Bazen cezadan başka çare bulamayabiliriz. Böyle bir durumda anlamlı cezalar vermeliyiz ki bir işe yarasın. Örneğin, çocuğumuz zamanında yatmıyor... Zamanında yatmazsa, ona hikaye okuyacak zamanda kalmayabilir. Ceza vermek durumunda isek şu hususlara dikkat etmemiz gerekir: (1) Önce yanlış davranışın analizi yapılır. "Bu davranış hangi durumlarda ortaya çıkıyor?", "Öncesinde ne olmuştu?" gibi... (2) Ceza belirlenir ve (3) uygulanır. Cezadan önce (1) çocuğa (mümkünse) niçin öyle yapılmaması gerektiği hatırlatılır. Çocuk istenmeyen davranışı sürdürürse, (2) böyle yapmaya devam ederse, nasıl bir önlem alınacağı bildirilir. Bütün bunlara rağmen istenmeyen davranış yinelenirse (3) ceza mutlaka uygulanır. Burada "ceza" sözcüğü ile ifade edilen şey, istenmeyen davranışın yol açtığı sonuçlarla doğrudan bağlantılı bir tedbir almaktır.

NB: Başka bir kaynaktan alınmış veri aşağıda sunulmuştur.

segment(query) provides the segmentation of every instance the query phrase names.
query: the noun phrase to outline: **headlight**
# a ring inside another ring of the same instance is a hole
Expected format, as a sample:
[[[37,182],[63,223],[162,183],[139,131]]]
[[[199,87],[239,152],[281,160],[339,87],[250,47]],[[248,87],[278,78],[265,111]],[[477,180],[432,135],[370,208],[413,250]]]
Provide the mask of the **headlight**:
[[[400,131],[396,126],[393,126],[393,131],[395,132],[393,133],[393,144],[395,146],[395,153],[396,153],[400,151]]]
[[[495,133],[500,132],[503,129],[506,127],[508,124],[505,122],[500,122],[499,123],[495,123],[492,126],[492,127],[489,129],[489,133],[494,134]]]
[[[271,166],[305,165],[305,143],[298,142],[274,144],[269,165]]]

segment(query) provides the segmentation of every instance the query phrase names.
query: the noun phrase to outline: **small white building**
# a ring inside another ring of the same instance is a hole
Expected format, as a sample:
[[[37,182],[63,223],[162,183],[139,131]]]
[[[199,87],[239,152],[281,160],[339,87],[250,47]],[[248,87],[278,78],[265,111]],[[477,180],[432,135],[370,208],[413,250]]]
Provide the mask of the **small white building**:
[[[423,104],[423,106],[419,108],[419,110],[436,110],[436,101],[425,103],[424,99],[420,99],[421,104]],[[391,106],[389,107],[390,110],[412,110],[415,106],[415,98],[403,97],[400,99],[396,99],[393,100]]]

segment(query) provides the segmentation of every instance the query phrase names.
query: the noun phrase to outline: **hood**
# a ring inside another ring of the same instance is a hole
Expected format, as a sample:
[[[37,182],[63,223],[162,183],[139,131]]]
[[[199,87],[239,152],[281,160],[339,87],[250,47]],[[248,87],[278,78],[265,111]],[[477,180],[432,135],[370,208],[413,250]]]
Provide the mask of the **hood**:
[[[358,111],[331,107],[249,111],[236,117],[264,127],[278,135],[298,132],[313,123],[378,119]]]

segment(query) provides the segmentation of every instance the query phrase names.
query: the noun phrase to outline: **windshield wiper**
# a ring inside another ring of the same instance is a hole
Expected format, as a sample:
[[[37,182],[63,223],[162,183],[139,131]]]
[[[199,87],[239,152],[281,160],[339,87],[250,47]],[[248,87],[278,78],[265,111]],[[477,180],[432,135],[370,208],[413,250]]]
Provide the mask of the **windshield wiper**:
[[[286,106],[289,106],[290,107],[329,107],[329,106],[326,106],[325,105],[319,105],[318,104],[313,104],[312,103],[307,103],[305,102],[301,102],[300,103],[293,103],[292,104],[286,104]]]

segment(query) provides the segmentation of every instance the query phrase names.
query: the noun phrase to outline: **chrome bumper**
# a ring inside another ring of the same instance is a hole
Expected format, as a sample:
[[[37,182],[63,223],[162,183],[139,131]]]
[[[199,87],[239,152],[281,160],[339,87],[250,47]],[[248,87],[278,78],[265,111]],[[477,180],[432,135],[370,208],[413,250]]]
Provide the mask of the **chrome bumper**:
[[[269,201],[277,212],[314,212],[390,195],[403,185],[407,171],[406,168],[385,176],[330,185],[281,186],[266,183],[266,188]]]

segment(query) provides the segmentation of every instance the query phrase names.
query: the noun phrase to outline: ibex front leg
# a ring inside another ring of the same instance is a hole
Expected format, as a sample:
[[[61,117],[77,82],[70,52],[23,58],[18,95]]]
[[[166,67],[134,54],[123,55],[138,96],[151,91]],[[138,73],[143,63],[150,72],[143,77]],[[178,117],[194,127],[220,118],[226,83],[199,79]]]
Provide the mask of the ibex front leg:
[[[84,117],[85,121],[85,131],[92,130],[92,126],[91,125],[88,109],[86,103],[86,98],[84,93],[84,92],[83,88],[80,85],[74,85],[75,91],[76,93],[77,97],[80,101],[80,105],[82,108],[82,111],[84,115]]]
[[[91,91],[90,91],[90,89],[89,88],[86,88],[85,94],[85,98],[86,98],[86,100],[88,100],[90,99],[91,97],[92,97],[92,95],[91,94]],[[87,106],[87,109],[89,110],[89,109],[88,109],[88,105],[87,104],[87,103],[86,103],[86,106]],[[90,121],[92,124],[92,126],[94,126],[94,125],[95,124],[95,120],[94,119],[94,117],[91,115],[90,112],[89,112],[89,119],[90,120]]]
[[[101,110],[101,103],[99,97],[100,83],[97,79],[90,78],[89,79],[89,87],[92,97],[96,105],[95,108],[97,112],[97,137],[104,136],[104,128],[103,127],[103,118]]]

Eğer ceza vermek durumunda kalırsak, cezanın etkili olabilmesi için; *istenmeyen davranışın hemen ardından verilmesi; *Çelişkisiz olması, *Dozunun ayarlı olması; *Kaçış olanaklarının bulunmaması; *Süresinin uzun olmaması *Arkadaşlarının gözünde itibarını arttırıcı olmaması gerekir.
Anlatılanların tamamına uyularak verilen cezalar, giderek cezaların azalmasına ve ortadan kalkmasına yol açabilir.